Я высовываю голову на улицу и вижу, как небо в спешном порядке заволакивают жирные грязно-серые низкие облака. Только что был белый день, и вот уже вечерние сумерки.

– Погода портится, – произносит Костя озабоченно. – Как бы не вышло, как в прошлый раз, – ежится он.

Прошлый раз был год назад, когда в разгар лета установилась по-настоящему осенняя промозглая погода. Ненастье застало нас в середине маршрута. Пять дней мы, замерзшие, полуголодные и злые под проливным дождём сплавлялись по реке – с утра до темна остервенело, до исступления маша веслами, чтобы хоть как-то согреться, а вечером, у предательски не желающего разгораться костра, до зелёных чёртей глуша разведённый спирт, чтобы потом хоть как-то забыться в промёрзшей отсыревшей палатке. Тот ещё отпуск получился… Б-р-р-р… – содрогаюсь я мысленно.

– Может, обойдётся? – спрашиваю с надеждой.

– Всё может быть… – философски изрекает Костя, и по лобовому стеклу и капоту ударяют первые крупные капли дождя. С каждой секундой он набирает силу. Ливень. Если бы не «дворники», елозящие по стеклу, потоки воды сделали бы его абсолютно непрозрачным. Вода и сверху, и снизу: хлещет с небес, струится по полотну дороги и по обочине – пенится и пузырится, словно, кто-то опрокинул цистерны с мыльным раствором.

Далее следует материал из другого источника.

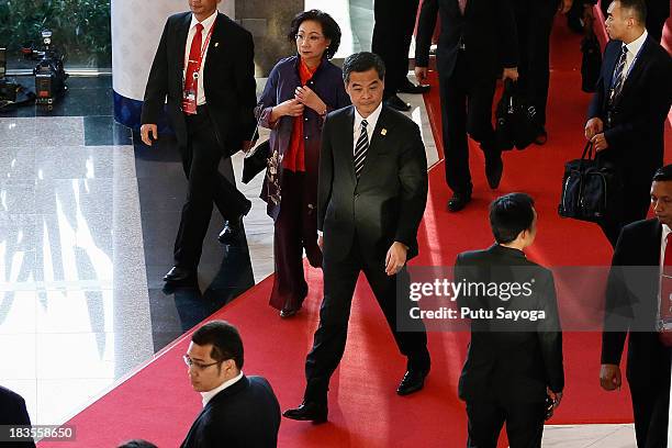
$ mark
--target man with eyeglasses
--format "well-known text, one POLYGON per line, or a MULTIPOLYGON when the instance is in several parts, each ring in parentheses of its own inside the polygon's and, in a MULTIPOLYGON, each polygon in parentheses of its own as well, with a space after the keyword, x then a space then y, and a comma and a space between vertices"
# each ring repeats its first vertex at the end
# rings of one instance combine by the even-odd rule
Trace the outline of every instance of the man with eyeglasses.
POLYGON ((191 425, 181 448, 278 445, 280 405, 261 377, 246 377, 243 340, 224 321, 212 321, 191 336, 183 356, 193 390, 203 396, 203 411, 191 425))

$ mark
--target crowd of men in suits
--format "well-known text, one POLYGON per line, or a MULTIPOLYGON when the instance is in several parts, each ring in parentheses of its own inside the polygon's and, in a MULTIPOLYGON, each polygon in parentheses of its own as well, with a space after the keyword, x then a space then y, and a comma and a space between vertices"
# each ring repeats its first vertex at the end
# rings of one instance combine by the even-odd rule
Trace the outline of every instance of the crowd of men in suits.
MULTIPOLYGON (((220 1, 189 0, 190 12, 168 19, 143 107, 142 139, 152 145, 158 138, 157 117, 165 109, 189 181, 175 244, 175 267, 165 277, 171 282, 195 276, 213 204, 228 222, 223 240, 239 232, 251 206, 217 171, 222 157, 251 146, 257 103, 251 35, 216 12, 220 1)), ((322 423, 328 417, 329 378, 345 350, 350 305, 362 271, 406 358, 396 393, 421 391, 430 370, 422 320, 401 322, 400 316, 408 313, 399 309, 410 305, 404 300, 410 288, 406 262, 418 253, 416 235, 428 189, 419 128, 399 112, 408 105, 396 96, 428 89, 406 78, 418 1, 381 3, 376 2, 373 53, 358 53, 344 63, 343 79, 351 105, 324 114, 316 213, 320 236, 315 235, 323 253, 324 299, 306 357, 303 402, 283 414, 291 419, 322 423)), ((538 112, 536 143, 541 145, 548 138, 549 36, 556 12, 567 12, 571 5, 571 0, 423 1, 415 74, 421 82, 427 77, 432 35, 440 16, 436 54, 446 180, 453 193, 449 211, 458 212, 471 201, 468 136, 484 152, 490 187, 497 188, 502 178, 502 150, 492 126, 497 79, 519 82, 538 112)), ((672 265, 665 259, 672 224, 672 166, 661 168, 664 121, 672 99, 672 61, 647 31, 643 0, 615 0, 606 14, 612 41, 605 49, 585 136, 594 144, 598 159, 618 170, 625 186, 625 213, 618 219, 607 216, 602 223, 615 251, 607 287, 601 382, 606 390, 620 385, 618 366, 629 333, 628 380, 637 444, 639 448, 661 448, 667 446, 671 358, 670 345, 661 336, 664 332, 652 323, 664 317, 667 299, 660 272, 668 261, 672 265), (656 219, 642 221, 650 203, 656 219), (661 268, 642 282, 642 291, 632 291, 627 275, 617 268, 632 265, 661 268), (624 312, 632 311, 634 303, 641 300, 650 305, 643 317, 624 312), (638 326, 641 322, 643 327, 638 326)), ((553 278, 524 251, 537 234, 533 198, 511 193, 496 199, 490 205, 490 224, 495 244, 460 254, 456 278, 511 282, 519 280, 518 271, 503 273, 491 268, 526 268, 524 271, 537 280, 537 292, 530 299, 534 305, 512 306, 542 309, 547 318, 531 328, 496 333, 489 331, 488 323, 472 322, 459 382, 459 396, 467 402, 469 417, 468 446, 494 448, 506 423, 512 447, 539 447, 544 422, 560 404, 564 388, 553 278)), ((672 258, 672 249, 670 254, 672 258)), ((486 299, 479 298, 478 303, 494 307, 486 299)), ((462 304, 474 306, 463 299, 462 304)), ((193 333, 184 362, 193 389, 202 394, 203 410, 182 447, 277 445, 278 401, 268 381, 243 373, 243 354, 240 335, 225 322, 210 322, 193 333)), ((11 423, 25 423, 27 414, 20 397, 0 389, 0 399, 23 410, 21 422, 11 423)))

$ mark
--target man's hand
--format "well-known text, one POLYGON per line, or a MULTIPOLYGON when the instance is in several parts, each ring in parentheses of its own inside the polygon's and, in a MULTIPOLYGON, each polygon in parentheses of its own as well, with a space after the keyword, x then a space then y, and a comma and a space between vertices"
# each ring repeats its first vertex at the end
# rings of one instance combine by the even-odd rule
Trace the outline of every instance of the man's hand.
POLYGON ((152 146, 152 138, 158 139, 158 126, 156 124, 143 124, 141 126, 141 138, 147 146, 152 146))
POLYGON ((320 115, 326 112, 326 104, 324 101, 322 101, 322 99, 317 97, 317 93, 307 86, 298 87, 296 90, 294 90, 294 99, 306 108, 311 108, 320 115))
POLYGON ((417 78, 417 82, 425 83, 427 80, 427 67, 415 67, 415 78, 417 78))
POLYGON ((600 385, 605 391, 620 389, 620 367, 617 365, 602 365, 600 368, 600 385))
POLYGON ((569 10, 572 9, 572 0, 562 0, 558 5, 558 12, 561 14, 567 14, 569 10))
POLYGON ((518 80, 518 67, 505 68, 504 75, 502 75, 502 80, 505 81, 511 79, 512 81, 518 80))
POLYGON ((597 152, 604 150, 609 147, 609 144, 607 143, 606 137, 604 136, 604 133, 596 134, 593 138, 591 138, 591 142, 593 142, 593 147, 597 152))
POLYGON ((602 119, 595 116, 585 123, 585 139, 593 139, 596 134, 600 134, 604 130, 604 123, 602 119))
POLYGON ((243 154, 247 154, 251 149, 253 145, 254 142, 251 141, 243 141, 243 147, 240 148, 240 150, 243 150, 243 154))
POLYGON ((385 273, 395 276, 406 264, 407 247, 400 242, 392 243, 385 256, 385 273))

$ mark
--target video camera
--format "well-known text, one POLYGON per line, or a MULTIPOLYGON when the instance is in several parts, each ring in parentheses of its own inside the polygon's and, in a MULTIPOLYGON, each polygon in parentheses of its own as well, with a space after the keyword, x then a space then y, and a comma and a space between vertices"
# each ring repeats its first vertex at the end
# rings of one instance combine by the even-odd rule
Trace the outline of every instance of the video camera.
POLYGON ((49 30, 42 31, 42 42, 43 49, 35 49, 30 45, 22 48, 22 53, 26 59, 38 60, 37 66, 33 69, 35 75, 35 104, 46 105, 48 110, 52 110, 56 99, 67 90, 65 81, 68 74, 65 72, 63 67, 65 55, 52 46, 52 32, 49 30))

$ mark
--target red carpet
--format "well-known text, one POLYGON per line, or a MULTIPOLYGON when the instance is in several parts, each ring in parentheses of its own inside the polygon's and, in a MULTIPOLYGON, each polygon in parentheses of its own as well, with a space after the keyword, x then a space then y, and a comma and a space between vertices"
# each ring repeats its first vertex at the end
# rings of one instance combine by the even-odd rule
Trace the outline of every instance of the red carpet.
MULTIPOLYGON (((564 26, 556 26, 553 44, 548 144, 506 153, 504 178, 496 192, 485 187, 482 154, 473 145, 474 200, 459 214, 445 209, 449 191, 443 164, 432 169, 430 195, 419 231, 421 256, 412 265, 451 266, 459 251, 490 245, 488 203, 509 191, 526 191, 537 202, 539 235, 530 258, 547 266, 608 265, 611 248, 596 226, 561 220, 557 214, 563 164, 576 157, 583 145, 589 96, 580 90, 579 37, 564 26)), ((426 102, 440 146, 437 90, 432 90, 426 102)), ((282 408, 301 401, 304 357, 317 325, 321 272, 311 269, 309 282, 306 307, 292 321, 281 321, 267 305, 270 279, 213 315, 239 327, 246 349, 244 371, 267 377, 282 408)), ((345 358, 332 381, 329 423, 314 426, 283 419, 280 446, 463 447, 467 422, 456 393, 468 338, 464 333, 432 333, 433 368, 425 390, 408 397, 396 396, 404 359, 368 284, 360 281, 345 358)), ((130 438, 146 438, 160 447, 178 446, 201 407, 181 360, 188 343, 189 334, 72 418, 69 424, 77 426, 77 443, 68 447, 112 447, 130 438)), ((600 335, 565 334, 564 354, 565 397, 549 423, 631 422, 627 389, 620 393, 600 389, 600 335)), ((41 444, 52 446, 59 444, 41 444)))

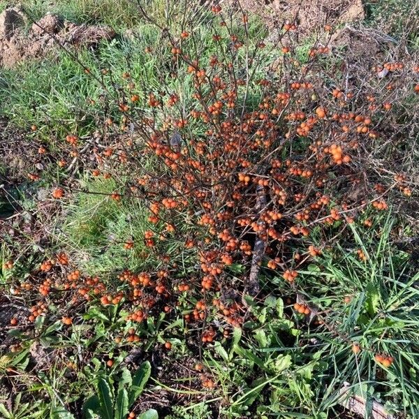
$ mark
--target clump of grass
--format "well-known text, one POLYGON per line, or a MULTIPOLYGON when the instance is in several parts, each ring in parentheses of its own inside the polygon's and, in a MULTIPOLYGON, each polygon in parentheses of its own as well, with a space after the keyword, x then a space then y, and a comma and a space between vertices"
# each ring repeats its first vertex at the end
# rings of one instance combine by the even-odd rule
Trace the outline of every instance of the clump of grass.
POLYGON ((109 195, 117 188, 112 179, 85 181, 82 189, 66 205, 65 222, 59 226, 57 240, 71 258, 90 275, 109 277, 124 269, 138 271, 153 263, 144 244, 149 228, 144 205, 138 199, 124 205, 109 195), (59 233, 58 233, 59 232, 59 233), (126 242, 133 248, 126 249, 126 242))

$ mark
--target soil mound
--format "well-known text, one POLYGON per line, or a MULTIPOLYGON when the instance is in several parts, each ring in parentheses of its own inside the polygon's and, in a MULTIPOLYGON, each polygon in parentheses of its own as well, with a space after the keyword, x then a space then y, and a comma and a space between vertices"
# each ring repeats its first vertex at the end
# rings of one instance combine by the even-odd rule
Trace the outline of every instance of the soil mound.
POLYGON ((17 8, 8 8, 0 15, 0 66, 11 68, 27 58, 43 57, 57 43, 89 47, 115 35, 109 27, 76 24, 53 14, 46 15, 25 31, 27 23, 17 8))

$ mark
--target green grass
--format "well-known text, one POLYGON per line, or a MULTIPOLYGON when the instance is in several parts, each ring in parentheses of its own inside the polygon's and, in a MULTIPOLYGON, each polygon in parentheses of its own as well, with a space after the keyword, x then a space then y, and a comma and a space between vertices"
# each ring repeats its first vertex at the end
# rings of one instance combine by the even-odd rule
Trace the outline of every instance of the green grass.
POLYGON ((87 274, 112 277, 123 269, 144 270, 156 261, 147 258, 142 237, 151 225, 144 204, 136 198, 112 200, 116 189, 112 179, 94 179, 82 184, 88 193, 77 193, 68 205, 64 226, 57 226, 57 242, 71 258, 82 260, 87 274), (133 241, 133 249, 124 248, 133 241))
MULTIPOLYGON (((181 9, 175 2, 147 3, 160 23, 176 29, 179 27, 181 9)), ((6 4, 0 2, 0 10, 6 4)), ((45 14, 48 4, 43 1, 24 2, 36 17, 45 14)), ((382 6, 380 2, 374 6, 372 15, 381 13, 382 6)), ((132 115, 149 116, 149 110, 144 110, 145 98, 149 92, 158 92, 165 87, 179 95, 185 112, 190 110, 191 78, 182 73, 177 79, 170 76, 177 70, 176 64, 169 52, 162 50, 159 31, 140 22, 131 8, 135 8, 131 1, 108 0, 60 0, 52 8, 70 20, 110 24, 121 34, 126 29, 135 31, 133 38, 119 36, 111 42, 102 43, 93 52, 84 50, 75 52, 98 78, 102 79, 101 69, 109 69, 102 79, 112 92, 106 96, 106 112, 101 102, 103 87, 64 51, 52 52, 44 59, 26 62, 0 75, 1 115, 17 127, 37 125, 38 130, 30 135, 50 147, 51 161, 45 165, 43 183, 35 183, 31 188, 46 187, 50 193, 60 178, 68 180, 71 175, 66 169, 52 168, 56 167, 54 161, 61 157, 60 141, 69 131, 79 133, 83 139, 89 138, 101 126, 98 122, 108 117, 119 122, 121 114, 117 102, 122 97, 140 94, 140 102, 131 105, 132 115), (147 46, 156 52, 146 54, 147 46), (126 71, 138 80, 132 91, 122 78, 126 71), (115 91, 118 96, 114 97, 115 91), (88 103, 88 99, 96 103, 88 103)), ((206 15, 202 19, 200 26, 193 28, 196 46, 186 47, 189 52, 194 48, 201 51, 200 57, 205 61, 216 50, 210 41, 211 30, 202 24, 206 15)), ((265 29, 253 17, 251 27, 251 41, 256 43, 265 29)), ((297 51, 302 62, 308 45, 308 42, 303 43, 297 51)), ((243 52, 240 54, 239 60, 243 59, 243 52)), ((267 64, 276 54, 274 50, 268 51, 263 59, 267 64)), ((247 105, 253 109, 261 89, 255 85, 251 87, 247 105)), ((186 129, 199 137, 204 128, 199 123, 191 122, 186 129)), ((145 169, 154 163, 149 155, 140 160, 145 169)), ((129 171, 122 170, 128 178, 129 171)), ((196 274, 199 265, 193 263, 196 258, 191 257, 195 251, 185 251, 170 235, 157 249, 146 247, 145 231, 152 229, 159 233, 163 230, 163 223, 151 224, 149 203, 130 196, 128 191, 118 191, 124 195, 121 202, 112 200, 109 194, 117 189, 117 184, 120 184, 115 179, 91 177, 81 167, 59 202, 52 204, 50 198, 40 202, 28 198, 24 193, 17 194, 20 206, 34 214, 38 226, 36 237, 24 233, 12 220, 10 228, 18 235, 9 230, 2 236, 0 264, 13 259, 15 265, 11 270, 1 269, 0 286, 14 299, 18 309, 24 307, 24 298, 28 307, 36 304, 38 288, 44 280, 52 278, 59 283, 65 278, 66 268, 62 267, 56 266, 49 273, 38 270, 42 260, 54 257, 59 251, 69 256, 68 269, 80 268, 86 278, 98 276, 110 292, 115 293, 126 288, 118 279, 125 269, 138 273, 149 268, 156 271, 170 267, 168 280, 175 285, 187 282, 196 274), (42 236, 43 241, 38 240, 39 225, 48 230, 48 235, 42 236), (45 237, 49 241, 45 240, 45 237), (134 248, 124 249, 124 244, 130 240, 134 248), (169 257, 169 262, 162 260, 159 256, 163 255, 169 257), (13 286, 24 281, 33 288, 24 296, 14 296, 13 286)), ((0 200, 0 212, 6 205, 6 200, 0 200)), ((34 325, 24 323, 26 311, 22 327, 20 323, 15 328, 5 323, 8 339, 13 338, 13 344, 19 342, 20 346, 13 351, 11 346, 4 351, 1 348, 0 377, 15 385, 15 397, 10 410, 6 404, 9 394, 6 386, 0 390, 0 414, 8 419, 71 419, 78 417, 83 403, 91 401, 91 397, 101 391, 109 392, 101 397, 105 402, 110 401, 113 408, 115 394, 111 393, 124 398, 124 390, 131 387, 133 380, 135 362, 127 361, 127 357, 140 349, 141 362, 149 360, 153 367, 146 391, 133 404, 136 412, 149 407, 141 404, 142 400, 147 403, 152 400, 165 412, 163 417, 170 419, 327 419, 341 414, 337 394, 344 383, 348 382, 353 393, 366 399, 367 406, 377 400, 390 413, 406 418, 418 417, 419 274, 411 263, 411 255, 394 244, 395 231, 404 226, 396 211, 391 210, 385 216, 376 214, 365 210, 344 230, 341 221, 326 233, 320 228, 317 235, 314 232, 316 244, 322 248, 322 253, 311 258, 305 270, 299 272, 293 286, 284 280, 281 272, 268 270, 264 263, 261 283, 267 296, 263 301, 243 296, 247 321, 242 328, 225 327, 214 307, 210 309, 208 318, 214 321, 219 329, 214 344, 200 343, 205 325, 201 328, 199 323, 190 325, 184 320, 198 301, 196 294, 179 293, 175 296, 178 300, 169 296, 168 302, 156 297, 154 304, 161 309, 141 323, 127 319, 128 310, 133 308, 130 295, 121 303, 105 306, 94 296, 89 301, 73 301, 67 298, 66 290, 47 296, 47 314, 40 316, 34 325), (374 220, 369 228, 363 223, 368 217, 374 220), (367 256, 365 261, 357 255, 360 249, 367 256), (293 308, 296 295, 318 311, 323 323, 316 323, 316 318, 309 321, 296 313, 293 308), (72 317, 73 325, 64 325, 61 321, 63 316, 72 317), (140 338, 140 344, 115 341, 131 335, 131 329, 140 338), (224 331, 230 335, 224 337, 224 331), (165 342, 172 344, 170 351, 164 349, 165 342), (353 342, 361 348, 357 355, 351 350, 353 342), (41 355, 47 353, 51 358, 43 367, 34 370, 36 345, 41 348, 41 355), (389 368, 384 369, 374 360, 378 353, 394 357, 389 368), (113 365, 107 367, 110 359, 113 365), (198 362, 203 364, 203 371, 196 370, 198 362), (6 369, 10 367, 17 374, 6 369), (215 388, 203 388, 201 374, 212 379, 215 388), (168 400, 171 406, 159 404, 161 400, 161 403, 168 400), (73 415, 68 410, 75 413, 73 415)), ((186 219, 179 216, 176 220, 179 230, 199 234, 191 230, 186 219)), ((291 251, 304 253, 307 243, 293 242, 291 251)), ((237 284, 246 272, 237 263, 230 274, 237 284)), ((152 295, 150 290, 144 292, 152 295)), ((216 290, 214 295, 221 297, 223 292, 216 290)), ((228 300, 228 295, 222 296, 228 300)))

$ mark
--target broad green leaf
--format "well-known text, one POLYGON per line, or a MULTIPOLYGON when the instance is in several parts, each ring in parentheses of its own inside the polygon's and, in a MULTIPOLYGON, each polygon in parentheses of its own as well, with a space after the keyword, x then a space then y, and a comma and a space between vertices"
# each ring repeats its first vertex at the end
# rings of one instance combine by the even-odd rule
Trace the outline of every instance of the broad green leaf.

– А дождик-то затяжной, – констатирует Костя.

– Угу, – бурчу я.

– Хотя, говорят, что сильный дождь долго идти не может… – рассуждает он.

– Угу, – что я ещё могу сказать?

Движение на дороге замедляется, поток машин становится всё плотнее – явный признак зарождения автомобильной пробки.

– Всё, приехали, – говорит Костик минут через пять, бросает руль и лезет в карман за беломориной.

– Интересно, что там случилось? – спрашиваю я, честно говоря, без особого интереса – просто, чтобы что-то сказать.

– Сходи, посмотри, – ехидно ухмыляется Костя.

– Нашел дурака! В такую погоду и собаку на улицу не выгонят…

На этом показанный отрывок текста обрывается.